Я взял свою кружку и загасил пламя, опустив спичку в воду. Но когда я ее вынул, огонь снова разгорелся. Я задул спичку, а она тут же зажглась.
— Видите? С ножиком и спичками я выживу в любых условиях, — подытожил я, бросив спичку в костер.
— Думаю, лук тоже мог бы пригодиться.
Я посмотрел на прислоненный к скале традиционный лук и вспомнил, как стоял на платформе в долине Черепов и не мог с ним совладать.
— С помощью ножа я запросто смастерю себе лук.
— Почему бы не смастерить? Этот явно для тебя великоват.

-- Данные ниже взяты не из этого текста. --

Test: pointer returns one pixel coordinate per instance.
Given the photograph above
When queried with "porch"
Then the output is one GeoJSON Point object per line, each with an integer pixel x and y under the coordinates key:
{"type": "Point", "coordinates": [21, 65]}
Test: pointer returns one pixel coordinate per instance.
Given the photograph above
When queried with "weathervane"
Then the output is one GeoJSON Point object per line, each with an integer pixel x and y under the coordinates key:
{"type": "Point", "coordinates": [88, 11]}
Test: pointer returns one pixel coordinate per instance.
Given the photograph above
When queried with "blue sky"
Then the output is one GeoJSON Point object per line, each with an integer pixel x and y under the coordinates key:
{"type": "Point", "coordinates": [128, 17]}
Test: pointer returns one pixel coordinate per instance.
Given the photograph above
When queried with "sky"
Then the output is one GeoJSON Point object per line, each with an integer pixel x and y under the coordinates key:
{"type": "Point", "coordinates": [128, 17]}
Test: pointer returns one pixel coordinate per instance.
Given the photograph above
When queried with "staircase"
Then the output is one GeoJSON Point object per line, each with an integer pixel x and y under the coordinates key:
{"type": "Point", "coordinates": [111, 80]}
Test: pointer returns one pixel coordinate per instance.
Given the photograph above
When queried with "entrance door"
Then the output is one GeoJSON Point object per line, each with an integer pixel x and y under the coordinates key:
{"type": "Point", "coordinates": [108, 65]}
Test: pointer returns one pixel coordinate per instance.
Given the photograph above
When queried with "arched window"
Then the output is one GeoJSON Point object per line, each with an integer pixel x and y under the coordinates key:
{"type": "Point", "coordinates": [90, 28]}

— Нет, неправда. Не великоват, — возразил я.
— Ну, как знаешь, — отступился президент, почувствовав, что задел меня за живое.
Какое-то время мы сидели молча. Я подкидывал ветки в огонь, и, когда он хорошо разгорелся, я достал для президента тонкое одеяло. Пока он раздевался и раскладывал на камнях мокрую одежду, я успел провести ревизию уцелевших после крушения квадроцикла вещей.
— Хотите поесть?
Президент кивнул:
— У меня не было времени думать о еде, но сейчас, когда ты спросил…
Я посмотрел на президента, замотанного в одеяло, и мне стало его по-человечески жалко. Казалось, разбился не только его самолет, но и весь его мир. Давно ли он летел на Борту номер один? А сейчас вот дрожит от холода, затерянный в горах. Непросто было поверить, что передо мной был не кто иной, как Алан Уильям Мур — президент США.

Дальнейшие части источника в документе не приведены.